Hormone Testing
Although there is no substitute for sitting down and discussing your medical history, symptoms, and concerns with your gynecologic health care provider, hormone testing can be helpful when the pattern of symptoms is confusing. Serum (blood) testing of hormones is the gold standard for testing, and is the only form of hormone testing recommended by the Endocrine Society, the American College of Obstetricians and Gynecologists, and the North American Menopause Society. This testing is provided at Chapel Hill Women’s Medicine through Quest Diagnostics.
Another form of hormone testing that has become popular is salivary hormone testing. Although there has been a great deal of interest in this, saliva testing for female hormones can be misleading and inaccurate. Using the best scientific evidence, it has not been validated for use in treating patients. For this reason, saliva testing is not provided at Chapel Hill Women’s Medicine and results of previous saliva testing are not used in managing hormone therapy.

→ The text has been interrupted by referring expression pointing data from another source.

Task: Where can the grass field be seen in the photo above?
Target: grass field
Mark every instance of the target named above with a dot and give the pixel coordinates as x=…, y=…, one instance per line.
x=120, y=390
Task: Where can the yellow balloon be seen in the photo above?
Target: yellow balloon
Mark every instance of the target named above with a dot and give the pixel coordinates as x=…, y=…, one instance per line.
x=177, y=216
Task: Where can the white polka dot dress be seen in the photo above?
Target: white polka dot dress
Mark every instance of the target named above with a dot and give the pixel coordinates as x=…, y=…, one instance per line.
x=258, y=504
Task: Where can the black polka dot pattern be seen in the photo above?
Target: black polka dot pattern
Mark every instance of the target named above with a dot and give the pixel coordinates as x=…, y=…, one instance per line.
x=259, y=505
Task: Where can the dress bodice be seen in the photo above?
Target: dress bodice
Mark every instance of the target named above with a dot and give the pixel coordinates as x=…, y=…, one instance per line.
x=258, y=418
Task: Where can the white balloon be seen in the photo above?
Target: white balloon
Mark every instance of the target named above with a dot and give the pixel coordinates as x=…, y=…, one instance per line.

It is important to realize that there are limitations with any form of hormone testing. A set of laboratory results provides a “snapshot” of a woman’s hormone profile on the day that the blood specimen is obtained, but these values must be considered as just one piece of evidence in evaluating the complex set of symptoms affecting the individual woman. Women are much more than the sum total of their hormone levels. There are many other factors to consider, including diet, physical activity, and lifestyle, that help to put these laboratory values into the broader context of the woman as a complete and unique individual.